Pero Jarrett no se limitó a esa faceta. Su largo recorrido con el Standards Trio, junto a Gary Peacock y Jack DeJohnette, lo colocó como guardián y renovador de la tradición. Con ellos, durante más de tres décadas, exploró el cancionero americano con la seriedad de un alquimista: no se trataba de repetir los viejos estándares, sino de extraerles nuevas formas, frescura, modernidad. Ese trío mostró que la tradición no es un monumento estático, sino una materia viva capaz de reinventarse cada noche.
En paralelo, Jarrett nunca abandonó su vínculo con la música clásica. Sus grabaciones de Bach, Mozart, Shostakovich o Handel no fueron ejercicios de virtuosismo académico, sino diálogos entre mundos. Para él, el lenguaje no estaba dividido en compartimentos; la música era un territorio único donde las categorías se disolvían y la sensibilidad dictaba las reglas. Esa amplitud estética lo convirtió en un músico inusual, capaz de atraer públicos diversos y de transmitir una visión de lo universal desde el piano.
A su estilo lo acompañaron dos elementos inseparables: su presencia física sobre el escenario y sus vocalizaciones, esas exclamaciones, gemidos o canturreos que aparecían mientras tocaba. Para algunos, distracciones; para otros, la prueba de una entrega total. Jarrett vivía la música como una experiencia corporal y espiritual en la que no había distancias entre el cuerpo, la voz y el instrumento.
Las sombras también lo alcanzaron. En los noventa sufrió el síndrome de fatiga crónica, que lo alejó temporalmente de los escenarios. Y en 2018, dos accidentes cerebrovasculares dejaron su costado izquierdo parcialmente paralizado, limitando de manera casi definitiva su capacidad de volver a tocar en público. Hoy, ya sin la posibilidad de realizar conciertos, su figura pertenece a esa extraña categoría de músicos cuyo silencio se vuelve parte de la obra.

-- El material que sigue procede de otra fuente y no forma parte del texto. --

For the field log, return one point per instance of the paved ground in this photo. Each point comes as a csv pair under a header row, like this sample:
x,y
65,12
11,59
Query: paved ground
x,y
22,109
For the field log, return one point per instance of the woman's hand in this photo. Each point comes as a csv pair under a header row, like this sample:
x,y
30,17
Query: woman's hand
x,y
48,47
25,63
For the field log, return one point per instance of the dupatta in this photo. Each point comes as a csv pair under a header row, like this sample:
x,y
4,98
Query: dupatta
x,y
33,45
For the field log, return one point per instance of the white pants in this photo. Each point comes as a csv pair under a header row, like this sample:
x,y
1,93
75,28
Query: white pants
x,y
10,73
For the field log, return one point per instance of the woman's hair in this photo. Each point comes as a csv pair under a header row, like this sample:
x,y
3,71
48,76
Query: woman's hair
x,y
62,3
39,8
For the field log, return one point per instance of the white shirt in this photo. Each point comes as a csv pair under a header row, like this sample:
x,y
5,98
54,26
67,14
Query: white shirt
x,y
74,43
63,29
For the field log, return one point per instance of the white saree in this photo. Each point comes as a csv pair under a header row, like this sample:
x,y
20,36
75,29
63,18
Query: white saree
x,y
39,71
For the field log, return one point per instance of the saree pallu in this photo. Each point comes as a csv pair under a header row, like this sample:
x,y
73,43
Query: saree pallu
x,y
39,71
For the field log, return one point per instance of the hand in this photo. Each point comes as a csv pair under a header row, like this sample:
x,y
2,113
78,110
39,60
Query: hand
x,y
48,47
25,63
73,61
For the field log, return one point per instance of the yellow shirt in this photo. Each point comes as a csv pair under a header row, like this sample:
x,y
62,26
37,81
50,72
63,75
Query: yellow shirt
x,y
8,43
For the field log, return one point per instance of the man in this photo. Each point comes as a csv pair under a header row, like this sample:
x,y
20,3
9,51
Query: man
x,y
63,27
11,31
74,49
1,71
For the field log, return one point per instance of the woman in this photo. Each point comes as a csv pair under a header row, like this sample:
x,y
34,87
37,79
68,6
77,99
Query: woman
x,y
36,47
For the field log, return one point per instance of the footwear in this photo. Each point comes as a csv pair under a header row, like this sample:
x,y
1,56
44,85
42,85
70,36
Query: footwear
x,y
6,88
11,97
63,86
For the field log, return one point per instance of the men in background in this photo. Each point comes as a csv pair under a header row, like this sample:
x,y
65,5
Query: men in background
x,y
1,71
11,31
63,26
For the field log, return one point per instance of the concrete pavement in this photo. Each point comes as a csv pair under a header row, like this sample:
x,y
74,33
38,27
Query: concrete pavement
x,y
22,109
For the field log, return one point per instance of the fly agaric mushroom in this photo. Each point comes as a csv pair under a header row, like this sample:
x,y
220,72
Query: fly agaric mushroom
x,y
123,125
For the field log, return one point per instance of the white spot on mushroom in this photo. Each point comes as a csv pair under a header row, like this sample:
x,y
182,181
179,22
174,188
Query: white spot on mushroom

Mirar su carrera desde este presente añade un matiz de melancolía, pero también de gratitud. Porque Jarrett nos enseñó que la improvisación no es mero virtuosismo, sino un arte de estar presente, de convertir el instante en música irrepetible. Nos enseñó que un estándar puede renacer con cada interpretación, que un piano maltrecho puede transformarse en leyenda, que el silencio entre notas tiene tanto peso como la nota misma.
Keith Jarrett no es solo un pianista extraordinario: es un testigo del poder de la improvisación, un poeta del teclado que convirtió cada concierto en un acto de fe. Y aunque la enfermedad lo haya obligado a callar, su música sigue hablando, recordándonos que la verdad del arte no está en la permanencia de la técnica, sino en la intensidad con la que se entrega el alma en cada nota. Su legado no se mide en lo que ya no puede tocar, sino en lo que sigue resonando cada vez que alguien pone un disco suyo y escucha, en esas teclas, la eternidad de un instante.